On Mon, 10 Jan 2022 21:04:38 +0000,
Jing Zhang <jingzhangos@google.com> wrote:
> 
> This patch is to reduce the performance degradation of guest workload during
> dirty logging on ARM64. A fast path is added to handle permission relaxation
> during dirty logging. The MMU lock is replaced with rwlock, by which all
> permision relaxations on leaf pte can be performed under the read lock. This
> greatly reduces the MMU lock contention during dirty logging. With this
> solution, the source guest workload performance degradation can be improved
> by more than 60%.
> 
> Problem:
>   * A Google internal live migration test shows that the source guest workload
>   performance has >99% degradation for about 105 seconds, >50% degradation
>   for about 112 seconds, >10% degradation for about 112 seconds on ARM64.
>   This shows that most of the time, the guest workload degradtion is above
>   99%, which obviously needs some improvement compared to the test result
>   on x86 (>99% for 6s, >50% for 9s, >10% for 27s).
>   * Tested H/W: Ampere Altra 3GHz, #CPU: 64, #Mem: 256GB
>   * VM spec: #vCPU: 48, #Mem/vCPU: 4GB

What are the host and guest page sizes?

> 
> Analysis:
>   * We enabled CONFIG_LOCK_STAT in kernel and used dirty_log_perf_test to get
>     the number of contentions of MMU lock and the "dirty memory time" on
>     various VM spec.
>     By using test command
>     ./dirty_log_perf_test -b 2G -m 2 -i 2 -s anonymous_hugetlb_2mb -v [#vCPU]

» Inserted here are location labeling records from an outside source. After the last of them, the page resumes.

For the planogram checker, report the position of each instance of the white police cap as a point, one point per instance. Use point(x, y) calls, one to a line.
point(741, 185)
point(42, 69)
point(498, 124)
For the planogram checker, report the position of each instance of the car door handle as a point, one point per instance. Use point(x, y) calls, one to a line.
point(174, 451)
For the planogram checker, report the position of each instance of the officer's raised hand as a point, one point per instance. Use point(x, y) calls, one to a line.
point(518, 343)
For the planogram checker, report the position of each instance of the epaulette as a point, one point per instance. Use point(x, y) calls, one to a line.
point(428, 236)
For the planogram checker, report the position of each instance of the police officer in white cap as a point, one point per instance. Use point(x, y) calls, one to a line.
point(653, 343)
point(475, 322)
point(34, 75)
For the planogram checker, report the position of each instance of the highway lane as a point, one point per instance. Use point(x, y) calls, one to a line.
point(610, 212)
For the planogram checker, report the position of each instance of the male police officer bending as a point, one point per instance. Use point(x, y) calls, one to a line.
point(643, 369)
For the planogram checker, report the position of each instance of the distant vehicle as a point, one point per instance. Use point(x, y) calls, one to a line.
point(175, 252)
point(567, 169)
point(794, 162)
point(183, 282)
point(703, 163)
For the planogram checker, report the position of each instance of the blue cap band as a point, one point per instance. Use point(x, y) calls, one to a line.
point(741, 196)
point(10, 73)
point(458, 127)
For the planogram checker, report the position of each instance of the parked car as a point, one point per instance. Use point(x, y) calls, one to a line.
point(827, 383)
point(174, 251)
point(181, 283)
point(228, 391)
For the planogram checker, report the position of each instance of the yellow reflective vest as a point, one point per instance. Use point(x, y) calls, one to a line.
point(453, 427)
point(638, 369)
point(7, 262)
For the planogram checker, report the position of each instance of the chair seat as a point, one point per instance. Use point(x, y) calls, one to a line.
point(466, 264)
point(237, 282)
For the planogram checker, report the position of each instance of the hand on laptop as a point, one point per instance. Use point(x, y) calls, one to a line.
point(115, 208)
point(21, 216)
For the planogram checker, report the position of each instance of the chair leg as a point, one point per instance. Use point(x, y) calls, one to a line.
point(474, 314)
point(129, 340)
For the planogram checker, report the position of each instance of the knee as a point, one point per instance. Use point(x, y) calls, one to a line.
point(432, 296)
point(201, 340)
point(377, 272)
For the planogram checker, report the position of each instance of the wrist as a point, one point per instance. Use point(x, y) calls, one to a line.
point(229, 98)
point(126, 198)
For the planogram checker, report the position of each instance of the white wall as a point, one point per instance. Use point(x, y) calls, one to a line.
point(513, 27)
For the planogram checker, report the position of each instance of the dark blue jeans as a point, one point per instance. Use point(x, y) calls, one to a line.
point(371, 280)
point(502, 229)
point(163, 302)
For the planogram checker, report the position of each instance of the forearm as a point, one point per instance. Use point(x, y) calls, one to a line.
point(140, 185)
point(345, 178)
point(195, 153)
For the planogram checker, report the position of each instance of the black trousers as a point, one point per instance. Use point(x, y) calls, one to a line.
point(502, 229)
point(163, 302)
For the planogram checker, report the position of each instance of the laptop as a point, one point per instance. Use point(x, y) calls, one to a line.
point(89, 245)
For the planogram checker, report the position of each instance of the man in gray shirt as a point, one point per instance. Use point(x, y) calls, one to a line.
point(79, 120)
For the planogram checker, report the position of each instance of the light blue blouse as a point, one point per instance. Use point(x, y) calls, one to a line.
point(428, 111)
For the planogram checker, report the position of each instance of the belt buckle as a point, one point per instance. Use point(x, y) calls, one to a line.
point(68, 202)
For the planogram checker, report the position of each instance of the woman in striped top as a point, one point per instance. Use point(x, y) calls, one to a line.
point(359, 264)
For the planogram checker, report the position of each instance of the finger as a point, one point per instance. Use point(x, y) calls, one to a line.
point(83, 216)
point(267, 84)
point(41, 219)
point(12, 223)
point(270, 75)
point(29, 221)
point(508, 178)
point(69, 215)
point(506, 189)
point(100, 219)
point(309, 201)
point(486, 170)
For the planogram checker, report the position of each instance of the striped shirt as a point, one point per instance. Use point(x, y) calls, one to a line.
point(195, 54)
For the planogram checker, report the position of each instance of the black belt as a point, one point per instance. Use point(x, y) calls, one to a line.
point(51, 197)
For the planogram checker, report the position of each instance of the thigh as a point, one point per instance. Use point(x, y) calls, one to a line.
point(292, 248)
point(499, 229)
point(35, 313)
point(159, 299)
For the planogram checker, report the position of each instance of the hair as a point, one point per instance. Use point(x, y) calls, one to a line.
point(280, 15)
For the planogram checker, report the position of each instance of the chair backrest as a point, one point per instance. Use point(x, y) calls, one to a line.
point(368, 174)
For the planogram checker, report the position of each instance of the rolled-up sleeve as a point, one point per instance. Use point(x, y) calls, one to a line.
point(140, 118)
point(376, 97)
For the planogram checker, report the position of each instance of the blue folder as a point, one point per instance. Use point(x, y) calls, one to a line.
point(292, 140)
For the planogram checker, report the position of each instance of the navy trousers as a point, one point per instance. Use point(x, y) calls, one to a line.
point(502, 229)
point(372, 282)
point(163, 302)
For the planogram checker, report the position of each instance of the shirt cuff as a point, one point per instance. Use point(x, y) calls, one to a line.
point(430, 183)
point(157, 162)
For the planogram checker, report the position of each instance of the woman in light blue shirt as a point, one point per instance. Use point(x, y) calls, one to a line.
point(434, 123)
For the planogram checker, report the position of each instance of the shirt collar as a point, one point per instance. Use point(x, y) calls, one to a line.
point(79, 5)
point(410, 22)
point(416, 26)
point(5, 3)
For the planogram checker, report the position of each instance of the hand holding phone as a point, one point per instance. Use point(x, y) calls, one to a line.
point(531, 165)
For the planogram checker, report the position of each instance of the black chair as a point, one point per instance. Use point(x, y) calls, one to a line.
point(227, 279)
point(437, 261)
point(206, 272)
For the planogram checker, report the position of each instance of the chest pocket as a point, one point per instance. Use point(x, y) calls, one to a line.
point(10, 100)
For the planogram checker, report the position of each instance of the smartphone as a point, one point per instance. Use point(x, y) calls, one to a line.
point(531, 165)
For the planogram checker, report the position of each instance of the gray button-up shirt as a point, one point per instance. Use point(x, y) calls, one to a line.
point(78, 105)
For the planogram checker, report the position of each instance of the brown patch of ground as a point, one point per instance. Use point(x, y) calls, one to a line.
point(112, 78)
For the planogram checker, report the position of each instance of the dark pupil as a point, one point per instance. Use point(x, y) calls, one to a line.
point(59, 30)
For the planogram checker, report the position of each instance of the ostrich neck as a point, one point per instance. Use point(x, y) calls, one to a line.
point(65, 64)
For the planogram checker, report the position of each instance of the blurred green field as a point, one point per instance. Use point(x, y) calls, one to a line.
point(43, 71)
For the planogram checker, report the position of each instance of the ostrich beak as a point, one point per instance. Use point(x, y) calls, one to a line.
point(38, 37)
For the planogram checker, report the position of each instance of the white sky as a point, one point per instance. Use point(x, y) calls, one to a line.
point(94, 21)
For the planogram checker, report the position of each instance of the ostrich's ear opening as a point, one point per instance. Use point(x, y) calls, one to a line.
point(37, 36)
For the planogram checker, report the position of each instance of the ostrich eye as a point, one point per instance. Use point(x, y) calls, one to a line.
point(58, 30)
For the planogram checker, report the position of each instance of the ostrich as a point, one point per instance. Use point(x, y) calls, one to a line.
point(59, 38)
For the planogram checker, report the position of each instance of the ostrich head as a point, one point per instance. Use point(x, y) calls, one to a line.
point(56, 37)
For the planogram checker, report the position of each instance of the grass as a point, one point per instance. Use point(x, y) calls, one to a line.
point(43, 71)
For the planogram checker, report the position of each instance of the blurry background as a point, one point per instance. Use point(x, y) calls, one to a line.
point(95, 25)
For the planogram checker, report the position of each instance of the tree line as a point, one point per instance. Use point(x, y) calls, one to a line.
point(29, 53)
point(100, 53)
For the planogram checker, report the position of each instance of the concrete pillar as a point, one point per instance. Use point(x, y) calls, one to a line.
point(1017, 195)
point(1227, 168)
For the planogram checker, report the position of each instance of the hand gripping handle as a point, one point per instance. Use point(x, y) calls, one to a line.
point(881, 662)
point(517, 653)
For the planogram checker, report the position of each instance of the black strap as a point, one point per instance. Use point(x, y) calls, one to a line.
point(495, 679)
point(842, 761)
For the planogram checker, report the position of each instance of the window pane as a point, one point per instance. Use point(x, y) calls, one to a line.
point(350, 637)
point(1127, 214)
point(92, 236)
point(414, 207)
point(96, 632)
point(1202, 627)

How is this test representative of the internal live migration test
you mention above? '-m 2' indicates a mode that varies depending on
the HW and revision of the test (I just added a bunch of supported
modes). Which one is it?

>     Below are the results:
>     +-------+------------------------+-----------------------+
>     | #vCPU | dirty memory time (ms) | number of contentions |
>     +-------+------------------------+-----------------------+
>     | 1     | 926                    | 0                     |
>     +-------+------------------------+-----------------------+
>     | 2     | 1189                   | 4732558               |
>     +-------+------------------------+-----------------------+
>     | 4     | 2503                   | 11527185              |
>     +-------+------------------------+-----------------------+
>     | 8     | 5069                   | 24881677              |
>     +-------+------------------------+-----------------------+
>     | 16    | 10340                  | 50347956              |
>     +-------+------------------------+-----------------------+
>     | 32    | 20351                  | 100605720             |
>     +-------+------------------------+-----------------------+
>     | 64    | 40994                  | 201442478             |
>     +-------+------------------------+-----------------------+
> 
>   * From the test results above, the "dirty memory time" and the number of
>     MMU lock contention scale with the number of vCPUs. That means all the
>     dirty memory operations from all vCPU threads have been serialized by
>     the MMU lock. Further analysis also shows that the permission relaxation
>     during dirty logging is where vCPU threads get serialized.
> 
> Solution:
>   * On ARM64, there is no mechanism as PML (Page Modification Logging) and
>     the dirty-bit solution for dirty logging is much complicated compared to
>     the write-protection solution. The straight way to reduce the guest
>     performance degradation is to enhance the concurrency for the permission
>     fault path during dirty logging.
>   * In this patch, we only put leaf PTE permission relaxation for dirty
>     logging under read lock, all others would go under write lock.
>     Below are the results based on the solution:
>     +-------+------------------------+
>     | #vCPU | dirty memory time (ms) |
>     +-------+------------------------+
>     | 1     | 803                    |
>     +-------+------------------------+
>     | 2     | 843                    |
>     +-------+------------------------+
>     | 4     | 942                    |
>     +-------+------------------------+
>     | 8     | 1458                   |
>     +-------+------------------------+
>     | 16    | 2853                   |
>     +-------+------------------------+
>     | 32    | 5886                   |
>     +-------+------------------------+
>     | 64    | 12190                  |
>     +-------+------------------------+
>     All "dirty memory time" have been reduced by more than 60% when the
>     number of vCPU grows.

How does that translate to the original problem statement with your
live migration test?

Thanks,

	M.

-- 
Without deviation from the norm, progress is not possible.